El acto en cuestión

Crítica de Brenda Caletti - CineramaPlus+

EL VALOR DEL ARTIFICIO

“Dicen que la felicidad está en las cosas pequeñas –comenta Miguel–. Por eso, nunca me afano un libro grande”. Una risa escondida entre los labios, un pequeño festejo por parte de los espectadores en el cine. En ese instante de identificación y complicidad, se confirma la expectativa: el gesto funciona; Miguel logra triunfar también por fuera de la pantalla.

Pero, ¿cuál es el secreto de su éxito? Ante esa pregunta sólo hay que rastrear los orígenes del protagonista, una suerte de víctima/victimario. Tras una dura infancia y la muerte de su madre, la familia para la cual ella trabajaba como empleada doméstica lo adopta. Sin embargo, a Miguel Quiroga (Carlos Roffé fallecido en 2005) la vida de la alta sociedad le provoca sentimientos encontrados, una relación de amor/odio hacia el lujo y todo lo que ello representa. En consecuencia y como forma de preservación, no sólo desarrolla su memoria a través de una ávida lectura, sino también un marcado egocentrismo y cierta astucia, que convierte en avivada.

Estos rasgos construyen al protagonista y, al mismo tiempo, moldean su propio contexto. No es casual que la solución a la vida de Miguel –que vive con su novia Azucena (Mirta Busnelli) en un conventillo y mantiene el hábito de robar libros de segunda mano– provenga de un ejemplar llamado Magia y ocultismo con la suerte del hallazgo de un truco para hacer desaparecer objetos que nadie conoce. Pero sí, su viveza le provee de ese secreto que se llama El acto en cuestión. Entonces, aquel hombre egocéntrico y avivado se convierte en el egocéntrico, avivado y famoso ilusionista de San Cristóbal.

Alejandro Agresti refuerza el guiño llamando a la película El acto en cuestión – realizada en 1993 y recién ahora estrenada de forma comercial en Argentina – puesto que el público, dentro y fuera de la pantalla, ansía no sólo experimentar el truco, sino sobre todo descubrir su secreto. Agresti lo sabe y entonces expone a la multitud de personajes – y por qué no también a los espectadores – para ver si alguno es digno de conocer la verdad. Es en esos momentos donde los rasgos antes mencionados conforman el único apoyo del mago, como sostenes e indicadores de confianza.
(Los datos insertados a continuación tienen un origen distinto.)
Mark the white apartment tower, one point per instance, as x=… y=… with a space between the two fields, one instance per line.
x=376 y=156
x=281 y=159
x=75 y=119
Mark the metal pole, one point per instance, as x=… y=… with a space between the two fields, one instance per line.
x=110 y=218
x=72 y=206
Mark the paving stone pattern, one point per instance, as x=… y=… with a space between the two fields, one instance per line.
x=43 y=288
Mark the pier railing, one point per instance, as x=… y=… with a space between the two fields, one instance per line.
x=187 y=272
Agresti realiza un gran trabajo de cámara y montaje. Se pueden observar ángulos contrapicados, imágenes superpuestas, simbologías, referencias a otros directores y toda una poética en el uso del blanco y negro. Por ejemplo, cuando Miguel sale del conventillo y mientras camina hacia el frente, o sea, hacia los espectadores, aparece escrito en el pavimento lo mismo que el narrador comenta o también las constantes comparaciones entre un plano general de los diversos cuartos del conventillo con la casa de muñecas del local de Rogelio (Lorenzo Quinteros), amigo de Miguel y narrador.

Todos estos artificios refuerzan las ya mencionadas características del protagonista quien transita su propio deterioro inmerso en esa relación de amor/odio hacia la fama y el alcance de la misma. Si antes Miguel buscaba pertenecer a aquel status al cual aborrecía, ahora que lo ha conseguido sólo intenta recuperar su anonimato.

De esta manera, El acto en cuestión se torna en algo más que un simple truco: por un lado, se trata de la propia supervivencia y, por otro, de la disposición a ser engañado y creer en ello. Miguel queda atrapado en su propia trampa puesto que, para sobrevivir, se cubre de una serie de mentiras que luego adopta como verdades. Su antigua viveza y egocentrismo flaquean convirtiéndolo en alguien temeroso de ser descubierto en la artimaña. No obstante, tanto el ilusionista como el director aprovechan dichos tormentos para realzar su arte; ambos son lo bastante astutos para hacerse aliados del artificio y ponerlo a su favor. Como bien manifiesta Miguel: “Las cosas no pertenecen al que las enuncia sino al que las lleva a cabo. Ese es el verdadero acto en cuestión”.